Full nonperturbative QCD simulations with 2+1 flavors of improved staggered quarks

TL;DR

This paper reports on advanced lattice QCD simulations using improved staggered quarks, achieving controlled extrapolations of low energy QCD observables with multiple quark masses and lattice spacings, impacting phenomenology.

Contribution

It introduces full nonperturbative QCD simulations with 2+1 flavors of improved staggered quarks, detailing the formalism, ensembles, and their applications in phenomenological studies.

Findings

Controlled continuum and chiral extrapolations of QCD observables

Extensive physics results including hadron spectrum and quark masses

Publicly available lattice ensembles used for diverse studies

Abstract

Dramatic progress has been made over the last decade in the numerical study of quantum chromodynamics (QCD) through the use of improved formulations of QCD on the lattice (improved actions), the development of new algorithms and the rapid increase in computing power available to lattice gauge theorists. In this article we describe simulations of full QCD using the improved staggered quark formalism, ``asqtad'' fermions.

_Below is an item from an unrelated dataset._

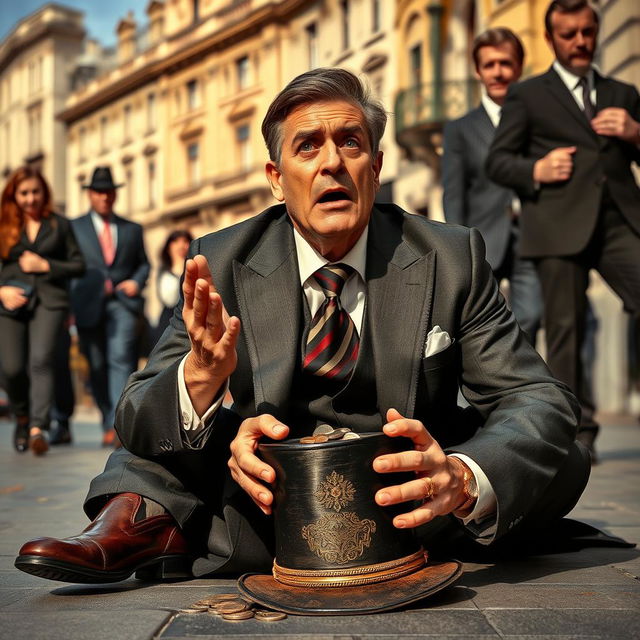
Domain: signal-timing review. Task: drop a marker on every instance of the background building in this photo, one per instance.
(37, 61)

These simulations were carried out with two degenerate flavors of light quarks (up and down) and with one heavier flavor, the strange quark. Several light quark masses, down to about 3 times the physical light quark mass, and six lattice spacings have been used. These enable controlled continuum and chiral extrapolations of many low energy QCD observables. We review the improved staggered formalism, emphasizing both advantages and drawbacks. In particular, we review the procedure for removing unwanted staggered species in the continuum limit. We then describe the asqtad lattice ensembles created by the MILC Collaboration. All MILC lattice ensembles are publicly available, and they have been used extensively by a number of lattice gauge theory groups. We review physics results obtained with them, and discuss the impact of these results on phenomenology. Topics include the heavy quark potential, spectrum of light hadrons, quark masses, decay constant of light and heavy-light pseudoscalar mesons, semileptonic form factors, nucleon structure, scattering lengths and more. We conclude with a brief look at highly promising future prospects.